The Hamilton Spectator

We are the best. Period.

You can say that again

- PAUL BERTON Paul Berton is editor-in-chief of The Hamilton Spectator and thespec.com. You can reach him at 905-526-3482 or pberton@thespec.com

The Hamilton Spectator is the best newspaper in the world. Period.

This is not just my opinion; it is fact. I know it because many readers tell me regularly. They read every word of The Spectator and only The Spectator and they love it. Perhaps you are one of them.

Or perhaps it has just occurred to you now: “You’re right, I’d never thought of it, but The Spectator is the greatest newspaper in the world.”

There will be those among you, of course, who say “you’ve got to be kidding. The Wall Street Journal is the best newspaper. Or the Toronto Star.”

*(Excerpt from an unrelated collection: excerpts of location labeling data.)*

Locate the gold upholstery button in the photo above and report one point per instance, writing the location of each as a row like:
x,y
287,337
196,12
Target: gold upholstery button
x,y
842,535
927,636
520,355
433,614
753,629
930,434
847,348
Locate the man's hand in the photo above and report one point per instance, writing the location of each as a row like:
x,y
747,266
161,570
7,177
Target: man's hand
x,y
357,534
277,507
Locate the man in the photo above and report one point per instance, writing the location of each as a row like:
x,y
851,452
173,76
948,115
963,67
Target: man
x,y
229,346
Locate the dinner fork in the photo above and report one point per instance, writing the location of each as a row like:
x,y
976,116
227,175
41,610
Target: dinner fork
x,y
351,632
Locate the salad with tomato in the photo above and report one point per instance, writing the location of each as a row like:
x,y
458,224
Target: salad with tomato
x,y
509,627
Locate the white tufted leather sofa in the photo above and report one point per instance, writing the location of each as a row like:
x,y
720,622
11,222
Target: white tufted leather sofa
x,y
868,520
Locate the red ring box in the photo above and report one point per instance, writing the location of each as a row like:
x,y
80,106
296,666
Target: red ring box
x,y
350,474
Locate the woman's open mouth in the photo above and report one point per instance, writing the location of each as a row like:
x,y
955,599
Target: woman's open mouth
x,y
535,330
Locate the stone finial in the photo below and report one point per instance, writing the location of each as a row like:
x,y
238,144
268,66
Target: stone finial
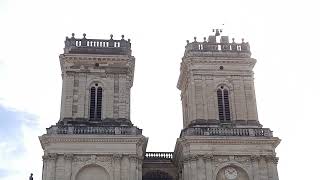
x,y
218,31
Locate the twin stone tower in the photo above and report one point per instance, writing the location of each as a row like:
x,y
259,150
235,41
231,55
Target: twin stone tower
x,y
221,139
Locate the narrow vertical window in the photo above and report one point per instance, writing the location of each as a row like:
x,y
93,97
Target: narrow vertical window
x,y
223,104
95,102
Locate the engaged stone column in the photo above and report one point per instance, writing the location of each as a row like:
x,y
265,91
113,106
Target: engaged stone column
x,y
116,160
194,168
45,167
255,165
51,168
140,160
133,167
185,169
68,166
263,169
208,164
125,165
272,162
201,169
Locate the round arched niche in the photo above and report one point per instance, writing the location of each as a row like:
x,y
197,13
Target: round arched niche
x,y
232,172
157,175
92,172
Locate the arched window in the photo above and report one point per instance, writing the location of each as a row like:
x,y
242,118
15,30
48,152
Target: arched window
x,y
95,102
157,175
223,104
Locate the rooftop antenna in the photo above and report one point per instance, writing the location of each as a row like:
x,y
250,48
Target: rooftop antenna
x,y
218,31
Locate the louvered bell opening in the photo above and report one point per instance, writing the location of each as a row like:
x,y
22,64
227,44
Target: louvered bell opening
x,y
226,104
220,105
99,103
92,102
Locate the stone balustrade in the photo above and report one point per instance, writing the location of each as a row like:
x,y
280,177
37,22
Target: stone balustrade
x,y
108,130
206,131
220,49
97,46
158,155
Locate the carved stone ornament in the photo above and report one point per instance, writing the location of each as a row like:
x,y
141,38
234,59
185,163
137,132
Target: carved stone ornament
x,y
81,158
272,159
117,157
255,157
68,156
221,159
52,156
242,159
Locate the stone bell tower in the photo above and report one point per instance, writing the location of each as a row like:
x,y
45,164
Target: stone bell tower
x,y
94,138
222,137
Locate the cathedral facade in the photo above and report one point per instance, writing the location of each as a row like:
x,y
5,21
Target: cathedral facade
x,y
221,139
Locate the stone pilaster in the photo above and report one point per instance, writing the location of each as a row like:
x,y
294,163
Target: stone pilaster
x,y
255,167
140,161
193,163
272,162
60,168
208,165
68,166
133,167
45,159
185,170
117,163
51,167
263,169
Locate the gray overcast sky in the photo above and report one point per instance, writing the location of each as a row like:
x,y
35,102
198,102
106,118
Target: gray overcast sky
x,y
283,36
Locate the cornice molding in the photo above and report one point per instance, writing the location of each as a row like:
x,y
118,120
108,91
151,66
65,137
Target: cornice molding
x,y
274,141
47,139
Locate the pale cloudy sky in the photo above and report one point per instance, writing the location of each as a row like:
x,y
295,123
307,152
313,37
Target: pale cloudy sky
x,y
283,35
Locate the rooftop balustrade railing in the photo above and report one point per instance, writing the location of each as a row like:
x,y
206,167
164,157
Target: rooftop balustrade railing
x,y
204,131
158,155
94,130
213,48
98,46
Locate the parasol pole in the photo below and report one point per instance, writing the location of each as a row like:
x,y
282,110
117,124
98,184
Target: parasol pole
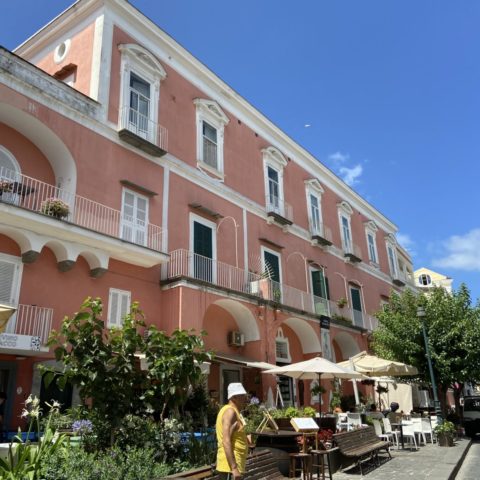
x,y
355,388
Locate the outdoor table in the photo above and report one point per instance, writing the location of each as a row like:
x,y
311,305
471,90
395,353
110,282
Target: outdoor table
x,y
399,426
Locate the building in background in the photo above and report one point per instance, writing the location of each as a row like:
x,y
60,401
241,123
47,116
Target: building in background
x,y
426,279
130,171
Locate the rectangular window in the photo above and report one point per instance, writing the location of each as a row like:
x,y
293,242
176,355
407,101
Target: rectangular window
x,y
347,241
134,220
371,248
139,114
273,189
210,145
118,307
392,261
315,215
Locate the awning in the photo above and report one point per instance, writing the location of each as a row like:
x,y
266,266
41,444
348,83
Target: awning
x,y
247,362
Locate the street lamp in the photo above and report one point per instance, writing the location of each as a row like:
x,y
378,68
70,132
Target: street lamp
x,y
436,402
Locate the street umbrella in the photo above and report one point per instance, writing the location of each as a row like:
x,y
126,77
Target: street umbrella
x,y
5,313
313,369
374,366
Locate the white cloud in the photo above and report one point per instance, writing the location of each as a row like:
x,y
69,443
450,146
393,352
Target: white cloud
x,y
350,175
406,242
339,157
461,252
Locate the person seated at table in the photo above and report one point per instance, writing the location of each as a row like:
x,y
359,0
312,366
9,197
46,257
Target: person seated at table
x,y
374,413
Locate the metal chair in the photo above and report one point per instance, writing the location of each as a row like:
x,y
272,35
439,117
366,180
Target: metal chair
x,y
408,429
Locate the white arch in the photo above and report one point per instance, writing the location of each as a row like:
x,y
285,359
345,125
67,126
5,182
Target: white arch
x,y
307,335
243,316
347,344
48,143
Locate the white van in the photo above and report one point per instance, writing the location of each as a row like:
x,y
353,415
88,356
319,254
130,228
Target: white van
x,y
471,415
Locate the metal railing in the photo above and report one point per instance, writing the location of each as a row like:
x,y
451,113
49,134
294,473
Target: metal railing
x,y
37,196
184,263
278,206
321,230
142,126
210,150
31,320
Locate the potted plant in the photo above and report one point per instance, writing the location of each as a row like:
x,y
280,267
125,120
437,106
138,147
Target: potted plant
x,y
54,207
342,302
445,433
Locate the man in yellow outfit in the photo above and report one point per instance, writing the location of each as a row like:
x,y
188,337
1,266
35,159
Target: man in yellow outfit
x,y
231,437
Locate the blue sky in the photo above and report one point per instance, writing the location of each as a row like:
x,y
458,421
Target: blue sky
x,y
386,94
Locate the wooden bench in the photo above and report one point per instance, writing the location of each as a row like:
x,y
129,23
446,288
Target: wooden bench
x,y
360,445
260,465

Or the New York Times or the Guardian or El Pais or the Times of India or the Jerusalem Post or the National Enquirer.

Perhaps these people simply need to be reminded more often that The Hamilton Spectator is. the. Best. Newspaper. EVER. We have the best news, the top news. Believe me.

Generally, we let people make their own minds up about this, but maybe we should declare it every day on the front page: “the greatest newspaper in the world” instead of “connected to your community.”

If history is any indication, the more we tell people things, the more they will believe it. This has been true throughout human history, but it somehow seems to be getting worse (or better).

After all, how is it that a restaurant can advertise “the best burgers in town” when they are clearly not. Their buns are stale, their meat is frozen, and there are no pickles.

It’s called marketing, and marketing works.

Marketing transforme­d diamonds from useless rocks into valuable jewelry. Marketing makes people pay several thousand dollars for a designer purse when you can get one at your local department store for a few hundred.

If you say something simple and repeat it enough, people will believe you, regardless of actual fact.

Not only will they believe you, they’ll also repeat it, and people will believe them. And the next thing you know, everyone thinks Coke is better than Pepsi, or vice versa.

It works even better in politics. Let’s say you are a politician, and make the prepostero­us assertion that you got more votes than anyone anywhere ever, and that your crowds are the biggest in world history, and that you are smart.

Even if such claims are patently, provably, demonstrab­ly and obviously false, all you have to do is keep repeating them, just like saying you serve the “best hamburgers in town.”

The only real problem is the media. Journalist­s may ask you for proof, they may ask troublesom­e questions, and they may have some actual facts to counter your claims.

But if you are a shrewd politician, you simply attack the journalist­s, over and over again, and insist they are lying liars who lie, and that you are smart and got the most votes.

Some discipline­d consumers of news may see you for what you are, but many others apparently, will somehow simply remember what you keep repeating: you are smart and rich and journalist­s are liars.